Hi, I'm new to dagster and want to make sure I'm headed in the right direction. A typical use case for me is that I have an ingest directory ingest/ and a product/ directory and I'm processing data files (or sets of data files -- foo.dat, foo.hdr, foo.json) to generate product directories in product/
For each ingest file, which is often an hdf5 or netcdf4 file, I create an output directory structure under product/ based on the filename (or better some metadata in the file). E.g /ingest/foo.nc gets turned into /product/foo/stage1, /product/foo/stage2, …. The stages contain intermediate products that the next stage depends on (i.e., materializations of assets) in the some binary format (like netcdf/h5) as well as some readable-outside-python products like html, pngs, csv, etc.
In a batch mode of operation, the ingest directory is prepopulated. And in another case we process as data is generated, the files arrive one at a time and get processed as they arrive (often in parallel with a new file arriving before the other is complete).

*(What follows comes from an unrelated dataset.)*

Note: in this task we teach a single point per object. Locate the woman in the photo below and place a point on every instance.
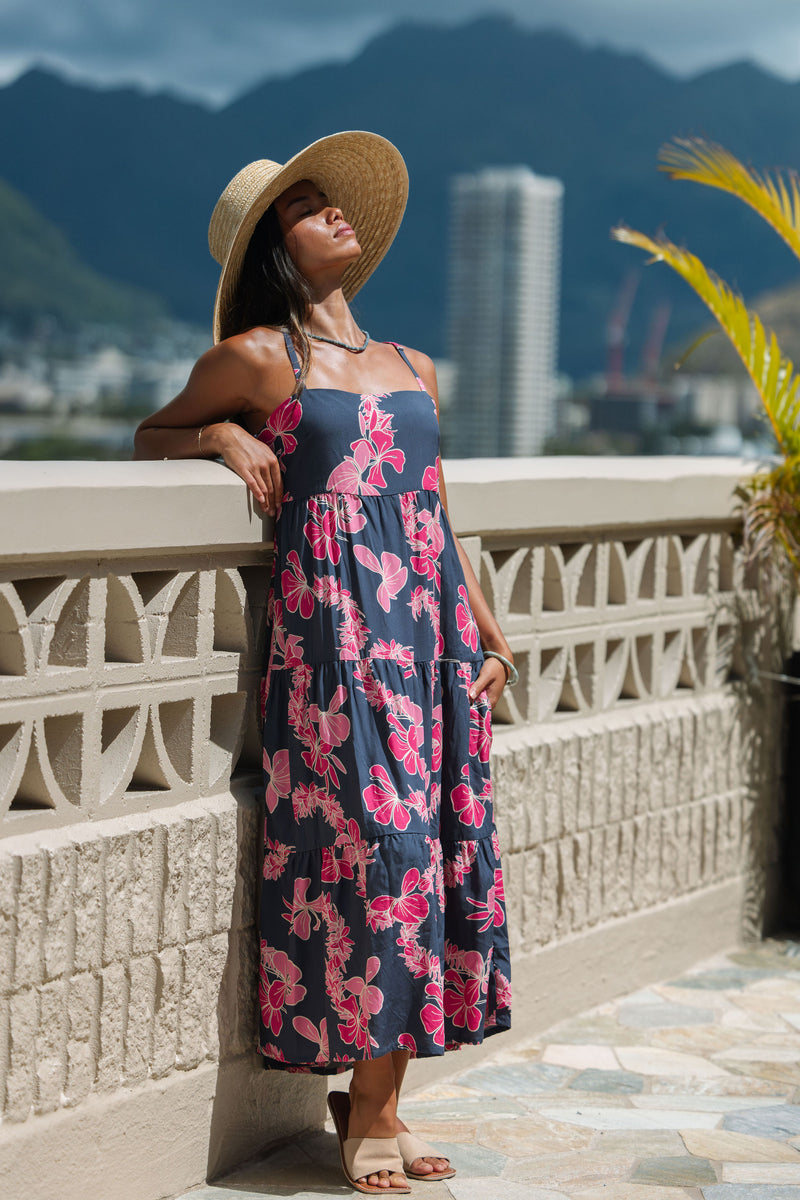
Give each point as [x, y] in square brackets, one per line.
[382, 917]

I've written pipelines with a bunch of code for multiprocessing, exception handling, logging, reading/writing files, etc. and dagster looks like it could abstract out that stuff in a way that really closely matches how we think about our processing. That would let us focus more on algorithms to turn raw data into products and less on "plumbing." It could also potentially help support our ML workflow on this data.
For the problem described above, I think we can back software defined assets with ops that take in xarray datasets (data structures representing netcdf datasets -- think of an nd-array dataframe) and output xarray datasets and other ops to write out summaries in pngs, html, csv, etc.

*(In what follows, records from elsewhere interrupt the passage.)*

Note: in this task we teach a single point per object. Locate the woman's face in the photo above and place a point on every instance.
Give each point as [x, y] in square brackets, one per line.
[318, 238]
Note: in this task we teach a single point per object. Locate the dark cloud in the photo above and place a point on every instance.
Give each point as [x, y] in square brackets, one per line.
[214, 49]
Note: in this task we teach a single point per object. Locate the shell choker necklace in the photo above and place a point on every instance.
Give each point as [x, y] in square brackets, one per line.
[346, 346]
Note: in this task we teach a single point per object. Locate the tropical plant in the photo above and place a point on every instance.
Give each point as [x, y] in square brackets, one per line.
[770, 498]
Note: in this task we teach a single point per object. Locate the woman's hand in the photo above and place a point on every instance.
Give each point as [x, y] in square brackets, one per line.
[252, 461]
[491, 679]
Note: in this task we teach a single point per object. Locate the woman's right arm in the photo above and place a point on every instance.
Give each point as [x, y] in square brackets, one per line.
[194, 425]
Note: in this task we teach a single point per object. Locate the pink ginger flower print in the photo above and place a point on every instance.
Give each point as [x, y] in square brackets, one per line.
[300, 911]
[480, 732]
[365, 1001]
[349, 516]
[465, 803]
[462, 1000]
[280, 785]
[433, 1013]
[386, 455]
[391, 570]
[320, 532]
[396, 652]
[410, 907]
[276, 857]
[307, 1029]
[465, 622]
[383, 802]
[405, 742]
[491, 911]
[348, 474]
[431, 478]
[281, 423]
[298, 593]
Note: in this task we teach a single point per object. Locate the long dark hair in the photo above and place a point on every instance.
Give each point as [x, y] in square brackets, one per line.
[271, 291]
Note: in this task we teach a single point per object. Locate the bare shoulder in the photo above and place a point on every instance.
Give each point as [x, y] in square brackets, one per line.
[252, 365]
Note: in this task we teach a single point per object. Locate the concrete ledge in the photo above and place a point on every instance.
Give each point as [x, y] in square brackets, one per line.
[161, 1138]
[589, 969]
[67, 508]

What I'm wondering about is how to handle the fact my DAG is being applied in parallel to different filenames/output directories (and I'd rather not have it be aware of filenames) and I want to use netcdf rather than pickle for efficiency and so the asset materialization are readable outside python.
I
think what I'm supposed to be doing is using partitions that are somehow file aware and a customer IO manager to handle saving and load netcdf? Is that correct? Are there examples of this sort of file-based partitioning? (Sorry if I've missed them.)